The Tron Kirk, St. Bernard’s Well and the buildings on Calton Hill are among the sites likely to benefit from the extra money provided by the City of Edinburgh Council.
The funding, which is to be distributed over the next three years, will also help in the promotion of Edinburgh as a world heritage site and allow schoolchildren to learn about the capital’s history.
A council spokesperson said, “This funding will allow Edinburgh World Heritage to continue to maintain the city’s heritage status which helps to promote the city and attracts people to live, study, visit and invest here.

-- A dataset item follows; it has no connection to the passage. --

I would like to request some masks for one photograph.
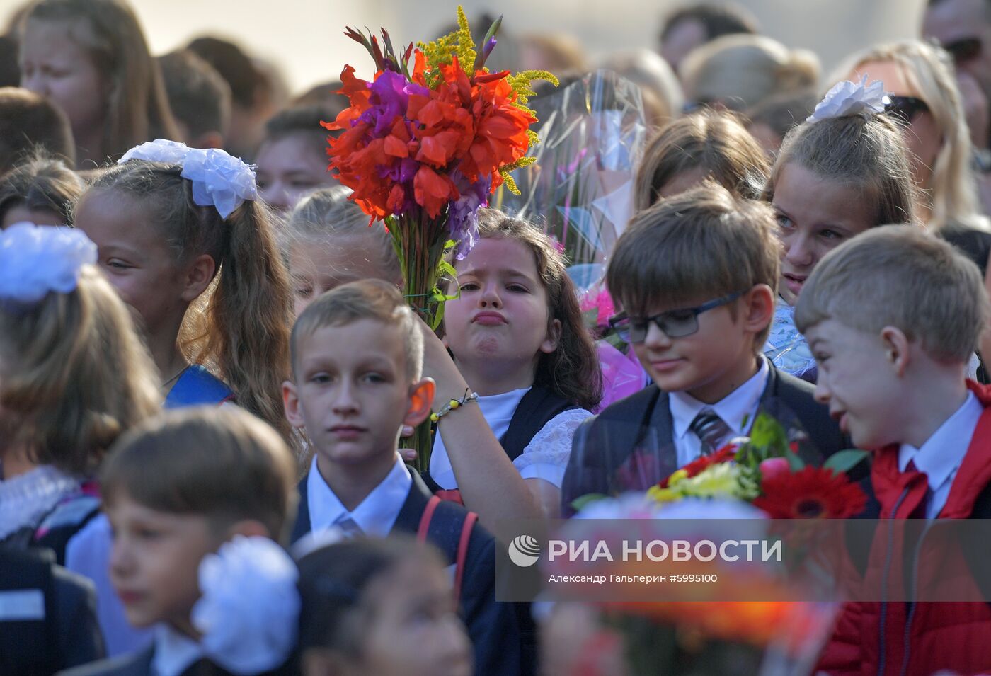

Last year the local authority was warned that cutting funding to the Trust would significantly harm the city’s world heritage status. The Trust normally receives £500,000 annually from the council and Historic Scotland to support its conservation activities.
The council has also been faced with a UNESCO probe following its approval of proposed developments in Edinburgh’s Old and New Towns.
An Edinburgh World Heritage spokesperson said that the supplementary backing constitutes “a clear commitment to investing in Edinburgh’s unique built heritage. We will be working closely with the council in planning for the future of Calton Hill, and helping find sustainable uses for historic buildings such as Riddles Court and the Tron Kirk.
Statues of poet Allan Ramsay and explorer David Livingstone on Princes Street and of William Pitt and George IV on George Street are also on the list for refurbishment.
The Edinburgh Heritage Trust has already completed work on the Black Watch Monument at The Mound, the Bow Well in the Grassmarket and the Melville Monument, in St. Andrew Square Garden. It has also started work on several monuments on Calton Hill, and is now expected to be given responsibility for developing a long-term management plan for the site.